There was supposed to be a CAP...
Published Nov. 24, 2025 08:24
The Tripartite Team meets on December 2 and the atmosphere of the talks, assuming they begin, will not be light. Already the partners, primarily the employers' organizations, did not take well to Health Minister Jolanta Sobieranska-Grenda and Deputy Minister Katarzyna Kęcka's emphasis on the "social character" of the proposals lying on the table. It looked as if the ministry's leadership was contemplating changes - such as CAP, but also, for example, minimum working hours for contracted physicians - that it could not sign off on. - This is a field for dialogue, not dogma," Deputy Minister Katarzyna Kęcka explained in conversations with the media, even though a trace of these proposals can also be found in the work of the ministerial team for system changes (established by Izabela Leszczyn, already disbanded).
Well, and finally, it's also not the case that the Health Ministry put "strict" proposals from the social partners on the table. Because, of course, it is true that the abolition of "chimneys" and the introduction of CAPs were demanded by trade unionists, and such a solution was also proposed by some employers or local government officials, but this does not mean that the Health Ministry was asleep as pears in the dust on this issue. A month ago, during the Health Market Forum, Katarzyna Kęcka, commenting on the fact that "the possibility of introducing a maximum salary, or so-called CAP, has also appeared in the public space," added: - We are talking about it, it is being recalculated, prepared. "There is also the possibility of regulating contracts, because it has arisen in the public space whether we are going to give up a percentage on procedures in the case of contract salaries or wages. And contracts are prepared in different ways, taking into account the hourly rate - I'm talking about medical professionals, based on a percentage on procedures performed. But we also have contracts that are made on a lump sum basis - if the doctor in question works only in primary care. And so really at the moment we have to arrange ourselves, if there is talk of stacks - we have to have in the back of our minds and the lowest salaries, but also this CAP, which is expected by the social side."
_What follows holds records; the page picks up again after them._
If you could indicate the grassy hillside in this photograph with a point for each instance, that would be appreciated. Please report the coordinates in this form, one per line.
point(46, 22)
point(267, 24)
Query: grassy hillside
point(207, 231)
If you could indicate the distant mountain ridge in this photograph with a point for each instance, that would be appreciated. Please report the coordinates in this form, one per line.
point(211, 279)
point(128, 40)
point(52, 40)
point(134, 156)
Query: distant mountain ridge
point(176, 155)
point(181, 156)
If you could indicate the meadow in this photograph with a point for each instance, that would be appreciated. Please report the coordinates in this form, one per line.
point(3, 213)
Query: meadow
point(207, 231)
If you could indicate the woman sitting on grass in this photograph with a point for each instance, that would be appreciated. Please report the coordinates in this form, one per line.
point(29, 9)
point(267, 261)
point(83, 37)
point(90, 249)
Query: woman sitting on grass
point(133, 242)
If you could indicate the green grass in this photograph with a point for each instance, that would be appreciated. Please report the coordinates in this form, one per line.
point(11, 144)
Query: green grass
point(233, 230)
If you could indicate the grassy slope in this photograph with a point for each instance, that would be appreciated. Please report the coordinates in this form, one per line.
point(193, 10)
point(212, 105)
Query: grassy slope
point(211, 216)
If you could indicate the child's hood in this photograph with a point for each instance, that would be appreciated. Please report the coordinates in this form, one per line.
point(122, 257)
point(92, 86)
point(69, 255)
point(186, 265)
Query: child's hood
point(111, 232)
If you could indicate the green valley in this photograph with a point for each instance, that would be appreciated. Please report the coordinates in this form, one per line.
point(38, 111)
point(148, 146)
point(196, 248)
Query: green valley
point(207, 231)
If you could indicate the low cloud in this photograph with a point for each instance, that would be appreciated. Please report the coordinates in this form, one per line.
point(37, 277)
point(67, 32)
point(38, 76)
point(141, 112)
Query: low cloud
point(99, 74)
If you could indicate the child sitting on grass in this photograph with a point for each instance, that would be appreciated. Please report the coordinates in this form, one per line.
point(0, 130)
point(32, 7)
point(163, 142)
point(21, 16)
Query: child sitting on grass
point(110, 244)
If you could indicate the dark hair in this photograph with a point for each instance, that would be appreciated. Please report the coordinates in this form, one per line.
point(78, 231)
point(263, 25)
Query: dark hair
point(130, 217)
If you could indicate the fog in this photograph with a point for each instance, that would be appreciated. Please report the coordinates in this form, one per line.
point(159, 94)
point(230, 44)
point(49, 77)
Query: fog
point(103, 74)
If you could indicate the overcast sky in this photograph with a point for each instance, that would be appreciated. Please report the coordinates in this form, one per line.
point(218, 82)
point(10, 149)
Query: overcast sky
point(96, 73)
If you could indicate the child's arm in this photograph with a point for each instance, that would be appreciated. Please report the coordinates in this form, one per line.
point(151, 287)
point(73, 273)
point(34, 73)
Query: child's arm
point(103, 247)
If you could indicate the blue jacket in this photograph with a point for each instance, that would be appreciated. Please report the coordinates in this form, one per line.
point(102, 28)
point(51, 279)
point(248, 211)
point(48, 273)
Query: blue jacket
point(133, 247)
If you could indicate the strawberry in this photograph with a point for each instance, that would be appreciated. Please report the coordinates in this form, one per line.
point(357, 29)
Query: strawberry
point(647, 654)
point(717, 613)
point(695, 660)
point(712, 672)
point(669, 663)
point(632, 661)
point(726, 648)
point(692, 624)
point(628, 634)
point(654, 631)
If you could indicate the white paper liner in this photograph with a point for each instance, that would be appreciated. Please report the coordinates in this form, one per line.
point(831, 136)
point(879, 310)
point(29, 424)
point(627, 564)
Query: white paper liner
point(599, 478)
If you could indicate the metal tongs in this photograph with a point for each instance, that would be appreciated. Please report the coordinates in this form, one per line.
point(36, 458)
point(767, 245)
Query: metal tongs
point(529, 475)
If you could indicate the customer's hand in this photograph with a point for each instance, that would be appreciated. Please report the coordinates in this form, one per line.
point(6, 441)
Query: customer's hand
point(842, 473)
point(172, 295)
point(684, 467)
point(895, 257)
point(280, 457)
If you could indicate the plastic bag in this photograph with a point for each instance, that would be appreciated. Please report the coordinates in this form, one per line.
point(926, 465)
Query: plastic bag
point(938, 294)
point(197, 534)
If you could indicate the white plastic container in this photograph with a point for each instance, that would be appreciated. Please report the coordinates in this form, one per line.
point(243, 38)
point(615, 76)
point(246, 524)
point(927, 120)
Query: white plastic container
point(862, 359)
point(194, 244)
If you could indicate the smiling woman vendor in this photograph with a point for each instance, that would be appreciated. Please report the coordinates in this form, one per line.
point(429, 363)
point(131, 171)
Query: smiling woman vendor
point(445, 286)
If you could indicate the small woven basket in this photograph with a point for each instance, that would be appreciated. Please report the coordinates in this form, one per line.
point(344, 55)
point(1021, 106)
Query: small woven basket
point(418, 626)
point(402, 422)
The original sin of the "dialogue" on CAP, and contract changes in general, was that the Ministry of Health did not see fit to discuss the proposals that would be on the table during the talks (regardless of who put them on the table) with the representation of the environment affected by the proposals. What's more, the health ministry more or less passively looked at the whole setting, the outer circle of this "public space" in which the discussion was taking place - for months - in which doctors, as a professional group, were (and still are) presented as responsible for the meltdown of the NFZ finances. The Ministry explains that it has never claimed this, but there is such a thing as a sin of omission.